Thursday, May 10, 2012 3:44 PM
One day, I ran away.
Two weeks back, I ran away from my '
run away'. It sounds pretty weird right? Actually, I haven't come back home for 6 months and still continuing the journey. Throughout the days, the only person I've spent my time with was my beloved boyfriend and my best friend Kit Yee. After ending my secondary school life, I did went for the application for ITE, Digital, Audio and Video Production. Sounds techy huh? It is, I thought I would enjoy myself being in that course, but about 2 days attending the class. I felt tight about my days. So I went to class for 3 days only. I then thought of changing to an office skills class, where I get to do all those typing and documents, I loooooove the sounds of clickity clack of the friggin' keyboard, I just loved it. It was hard for me to travel from boyfriend's house to ITE CW. I had to take up some of my time to get to school and seek help from my teacher about the details to change into a different course. Time passes, my interest to get into another course just slipped my mind. I began not to have time for ITE anymore, "
where got time for school....." haha. My boyfriend dislikes me to go to school anyway, because he feared that I might flirt around with some guys. Oh! He just won't know how hard I tried to avoid eye contact with guys at school. He usually turns off my alarm clock for school, never wanted me to attend my classes. I know right!
Then, I quitted school at ITE CW. Although I really want to join my friends with their new school, courses, friends, bright path to the future, school allowance from parents! I still have yet to work my butt off. But maybe not for now. My boyfriend doesn't allow me to work. I just stayed home, waiting for his arrival each day. Clean the house, learn to cook, just so his parent won't worry about us dealing with hunger when we get
married soon enough. We're staying together, living already like a husband and wife. The only thing that is wrong is that we're not where we are supposed to be and our relationship doesn't have a certificate to certify, and in order to have that fabulous piece of paper, we need to tackle my family's heart so that they would agree to our decision.
Actually, I wanted to post about my one day run away from my '
run away' but it turned out to be a total side track of something else. Hahaha! Okay I'll start.
Before I ran away, I felt troubled and depressed of myself. I don't really know the main reason of running away from here, but all I know was that I needed a totally fresh and breathable air. Not the air that I always breathe off here. I always cried, blind mornings and night. We always had little fights between ourselves, and I always had myself to blame. Everytime he goes to work and returned home, I tried not to make things messy for him because I know he would be tired out from work already, but I guessed I made it worse.
The next morning, I decided to go away.

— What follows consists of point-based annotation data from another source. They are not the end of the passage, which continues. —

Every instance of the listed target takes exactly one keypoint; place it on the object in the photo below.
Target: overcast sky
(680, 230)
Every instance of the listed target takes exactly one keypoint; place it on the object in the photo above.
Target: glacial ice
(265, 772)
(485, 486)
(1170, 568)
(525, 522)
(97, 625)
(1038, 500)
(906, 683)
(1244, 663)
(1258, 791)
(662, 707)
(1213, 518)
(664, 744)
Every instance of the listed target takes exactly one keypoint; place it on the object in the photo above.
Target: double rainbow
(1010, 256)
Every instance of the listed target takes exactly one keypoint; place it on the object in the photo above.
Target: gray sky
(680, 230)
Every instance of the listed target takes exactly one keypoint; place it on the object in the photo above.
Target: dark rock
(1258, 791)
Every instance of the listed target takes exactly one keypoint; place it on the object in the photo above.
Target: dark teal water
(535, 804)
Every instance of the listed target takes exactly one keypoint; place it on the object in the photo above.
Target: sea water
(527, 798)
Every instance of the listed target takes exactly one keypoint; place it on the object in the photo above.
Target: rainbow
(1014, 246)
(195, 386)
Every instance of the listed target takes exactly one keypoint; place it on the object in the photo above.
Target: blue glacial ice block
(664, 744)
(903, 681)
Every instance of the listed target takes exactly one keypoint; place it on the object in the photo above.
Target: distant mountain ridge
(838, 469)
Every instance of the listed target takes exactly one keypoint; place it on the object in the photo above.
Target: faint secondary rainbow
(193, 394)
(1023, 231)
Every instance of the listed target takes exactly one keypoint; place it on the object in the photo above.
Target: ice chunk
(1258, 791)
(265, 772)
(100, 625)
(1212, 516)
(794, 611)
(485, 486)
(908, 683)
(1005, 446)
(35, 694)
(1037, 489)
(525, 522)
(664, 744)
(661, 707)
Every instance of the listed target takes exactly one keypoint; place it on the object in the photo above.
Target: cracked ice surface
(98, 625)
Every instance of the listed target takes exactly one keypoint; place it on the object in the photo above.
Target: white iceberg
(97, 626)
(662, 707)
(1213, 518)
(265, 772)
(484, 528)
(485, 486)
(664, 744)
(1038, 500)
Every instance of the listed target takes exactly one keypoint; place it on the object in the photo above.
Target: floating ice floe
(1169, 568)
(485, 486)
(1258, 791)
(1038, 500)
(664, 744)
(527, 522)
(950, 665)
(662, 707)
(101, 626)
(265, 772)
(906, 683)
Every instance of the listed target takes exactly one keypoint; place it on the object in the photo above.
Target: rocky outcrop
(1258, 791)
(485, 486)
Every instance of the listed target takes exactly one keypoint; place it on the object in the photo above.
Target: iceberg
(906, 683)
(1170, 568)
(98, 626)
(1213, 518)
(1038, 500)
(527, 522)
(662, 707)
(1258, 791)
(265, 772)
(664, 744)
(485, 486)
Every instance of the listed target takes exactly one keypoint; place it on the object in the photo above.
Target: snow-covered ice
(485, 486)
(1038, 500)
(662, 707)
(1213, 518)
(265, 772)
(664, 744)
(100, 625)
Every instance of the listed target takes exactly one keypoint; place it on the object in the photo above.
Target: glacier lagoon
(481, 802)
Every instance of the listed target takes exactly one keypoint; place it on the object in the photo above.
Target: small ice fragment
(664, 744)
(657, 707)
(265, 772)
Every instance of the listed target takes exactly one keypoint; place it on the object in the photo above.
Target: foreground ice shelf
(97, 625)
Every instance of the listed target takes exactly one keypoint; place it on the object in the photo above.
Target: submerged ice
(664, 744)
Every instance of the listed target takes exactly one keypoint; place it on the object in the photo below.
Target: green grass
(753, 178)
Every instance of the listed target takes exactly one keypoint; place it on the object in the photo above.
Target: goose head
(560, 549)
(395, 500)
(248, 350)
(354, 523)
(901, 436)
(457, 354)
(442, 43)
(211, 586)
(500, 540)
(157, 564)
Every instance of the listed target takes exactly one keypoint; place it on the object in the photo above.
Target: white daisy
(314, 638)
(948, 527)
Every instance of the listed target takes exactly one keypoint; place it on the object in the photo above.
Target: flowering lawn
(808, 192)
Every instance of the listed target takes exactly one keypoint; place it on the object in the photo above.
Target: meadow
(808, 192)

I decided I go home to my dad's house where only my sister would be there and we haven't had a good chat in 6 months and we're always busy with each others' lives. When he got ready for work, kissed my forehead, told me lovey dovey things as he usually say in the morning before he goes to work, I could feel like I didn't even had a wink of sleep, like the idea of running away was still fresh on my mind since the night before. He went off to work, I took my clothes and the things that I need, cleaned the house and did as much work as I could to the house. And went out. I know what my night drama would be like. I met up with Kit Yee around the house area and she treated me lunch and gave me $5 as I told her everything. I had no money to travel. I reached Sembawang and bought two cups of whipped potato from k.f.c. I never stop eating it. Yummy, speaking about it, I really want some whipped potato now. Reached Sembawang, and talked to sister, and she told me everything and she even mentioned about Aliff waiting for me all these while. I really can't be bothered to worry or think about which boys is which. Uh, you know me. I can't really be bothered. On that same night, my sister's boyfriend came, with Aliff. And! my boyfriend came along too, begging me to get back home with him. He flooded and spammed my phone with calls and text messages, telling me he would change, giving me empty promises. No matter what, my mind was put and I decided to stay with my sister for the night. The next day, my boyfriend wanted to meet up at Sun Plaza and have a walk around, spending time with me. So I just wear nice and be nice. But I ended up at home, back where I started. I was pissed. He cried, he gave me plastic feelings and talks. As time passes by, I knew how it felt like to cry everyday, and let it be just me who would cry each living day, but I couldn't bear to see him cry everyday.. Why do I always make boys cry? D:< Days passed and my things are still at Sembawang.
Good thing my life isn't about living by the streets or sleeping at the beach. Haha.